Move Your Feet to Kick Food Cravings
As veteran dieters know, it’s hard to resist temptation when it comes to our favorite treats. For many, women in particular, chocolate is our kryptonite. Scientists have measured this vulnerability to such sweet enticement in terms they call “attentional bias.” It describes how biased attention focused on one particular object may compromise judgment. Though often unconscious, attentional bias can be countered by deliberate actions. And when it comes towards a bias for chocolate, new research suggests that moving your feet can help put distance between you and the object of your desire.

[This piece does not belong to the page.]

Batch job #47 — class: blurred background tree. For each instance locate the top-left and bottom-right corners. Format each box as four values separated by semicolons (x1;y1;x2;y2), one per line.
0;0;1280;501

In a study recently published in the journal Appetite, British researchers used images of chocolate to measure the attentional bias and chocolate cravings of 20 normal weight and 21 overweight women assigned to either rest or 15 minutes of brisk walking on separate days. Compared to resting or “passive” conditions, exercise reduced chocolate cravings by 42.2%, and passive conditions reduced chocolate cravings by 6.3% for the whole group. Chocolate cravings in the exercise group were still significantly lower than the passive group 10 minutes after exercise. And this effect was not different between the normal weight and the overweight group.
Previous research has suggested that the simple act of delaying snacking may reduce the amount of food you eventually consume. It’s also possible that activity in and of itself helps moderate consumption. For example, tensing muscles was found to increase willpower by 140%. Employing chopsticks, though not exactly “heavy lifting,” was found to encourage more mindful eating, as was switching to a non-dominant hand (right-handers eating with their left, or lefties with their right).
Walking also offers many additional benefits; as one study observed seniors who walk may rebuild the aging brain. An hour of brisk walking three times a week can significantly boost aerobic capacity, especially among the elderly. By wearing a pedometer and aiming for 10,000 steps a day you’ll actually end up walking more than you would by simply setting a time goal.